Her grandson Kevin King argued that “cold calling” charities had tried to “milk” his grandmother and drove her to kill herself earlier this month.

Olive Cooke’s son Del Whelan painted a grim picture. “It was the constant drip of the begging letters. I think she found it difficult to say no. She had just had enough.”

Olive Cooke confirmed that in one month she collected 267 items of post from dozens of different charities asking her for a donation or help with fundraising.

She said: “I have always donated to charity but as I am getting older, I have been told I need to start cutting back. I think the elderly are targeted with this sort of mail on purpose, as charities think they have lots of disposable money or they might have donated in the past, but receiving so much is overwhelming. And it’s not just post, there are also lots of phone calls that come through.”

The question is – are people in Oxfordshire being hounded in the name of “charity” as well? And what scams are happening on our streets, under our noses?

Personal and financial details and their areas of special interest of people who give donations to charities are being traded for as little as 15p per name.

Those on these databases are likely to be over the age of 55, with a prime credit rating and responsive to direct marketing.

Tory MP Andrew Percy says: “It’s shocking that people’s goodwill is being harvested in such a clinical and corporate manner – particularly when they are often vulnerable and elderly.”

Are cold calling charities picking on a generation of elderly, lonely, frail people, a generation of people who were brought up to be particularly courteous and generous?

Do charities target people with memory loss?

One war widow, Beryl from Solihull, has dementia and has been hounded by begging letters for charities, many of the biggest names in the business, to donate her pension money.
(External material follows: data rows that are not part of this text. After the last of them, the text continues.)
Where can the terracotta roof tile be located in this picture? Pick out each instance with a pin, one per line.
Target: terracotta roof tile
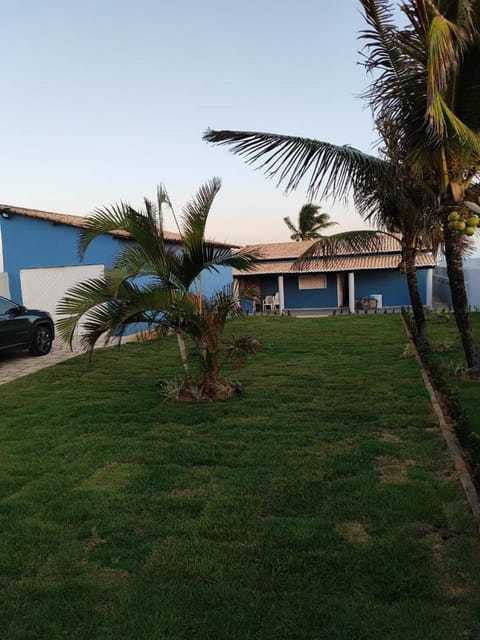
(339, 263)
(81, 222)
(280, 250)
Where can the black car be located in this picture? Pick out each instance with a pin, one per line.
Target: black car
(22, 328)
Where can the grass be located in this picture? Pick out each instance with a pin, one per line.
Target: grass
(321, 505)
(449, 352)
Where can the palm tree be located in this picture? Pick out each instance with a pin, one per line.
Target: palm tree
(154, 282)
(310, 223)
(428, 79)
(427, 87)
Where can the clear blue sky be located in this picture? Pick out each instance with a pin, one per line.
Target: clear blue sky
(102, 100)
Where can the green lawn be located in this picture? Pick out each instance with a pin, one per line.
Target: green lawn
(443, 334)
(321, 505)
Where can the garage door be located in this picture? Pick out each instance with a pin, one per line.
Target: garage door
(43, 288)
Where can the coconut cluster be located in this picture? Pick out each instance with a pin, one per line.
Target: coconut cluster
(462, 224)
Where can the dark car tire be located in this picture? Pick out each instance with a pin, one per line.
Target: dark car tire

The mother of my former producer at BBC Radio Oxford has Alzheimer’s and she would sign cheque after cheque to the same charity because she didn’t remember she had written out a cheque the day before. The charity cashed them each time.

This happened with several charities and when the family finally was able to get their mother to sign a mail divert order they discovered that she had spent well into five figures with these donations.

Mail and phone calls are not the only way charities get to you and me. I was walking through Oxford’s Cornmarket two months ago and a very personable gap-year student came up and gave me a passionate talk about why I should contribute to the cure of cancer and he outlined how this donation would help people and hospitals in Oxford.

I was interested and almost persuaded to part with my money until I asked him if he was from Oxford. “Oh, no, I’m from Brighton,” he said. “We’ve come here as a team in a van.”

“Why do you do it?” I inquired. “Well, it’s a job and we all get paid a percentage.”

He was naïve enough to tell me the double digit number of his commission which was a deal-breaker and I walked on. But how many other local people supported this “local” charity?

‘Chuggers’, or charity muggers, are on the streets right now.

On Tuesday this week an eager young couple, Ed and Kayleigh, rang my doorbell in New High Street, Headington, and marvelled at the Shark sticking out of my roof.

Then they got down to business – cancer contributions again.

They each had a spiel about a new revolutionary breakthrough treatment that people hadn’t heard about yet and they needed so many millions of pounds to fund it for the market. Could I help?

“Not in terms of money,” I told them. “But I am a journalist and I might be able to write an article about this charity for the Oxford Mail. Do you have any literature or leaflets or cards?”

“No,” they said. ”We’re cheaper than leaflets. That’s why they hired us.”

They were wearing matching blue T-shirts with a slogan about supporting a cure for cancer and they had prominent ID badges. But they also each carried a blue file.

I thought this might provide some background material. “No, it’s a direct debit form for you to sign. If you do sign it I can give you the counterpart, but I can’t just hand out the forms because each one has a bar code and if you misused it I could get into trouble,” said the bloke.

I didn’t want to create any ‘trouble’ for them so I said my goodbyes and closed the door.

When I came into work at the BBC I found another ‘angle’ on this problem from a colleague in an email.

“Hi all, just a quick note. I was stopped on my walk home by two women in a silver Fiesta asking for money. They had the worst excuse I’ve ever heard – ‘left my wallet at home’.”

Well, drive home and get it if you need money so bad. I’ve witnessed the same two women try the same thing at the BP garage at the top of the Woodstock Road.

Beware, desperate times lead to desperate measures.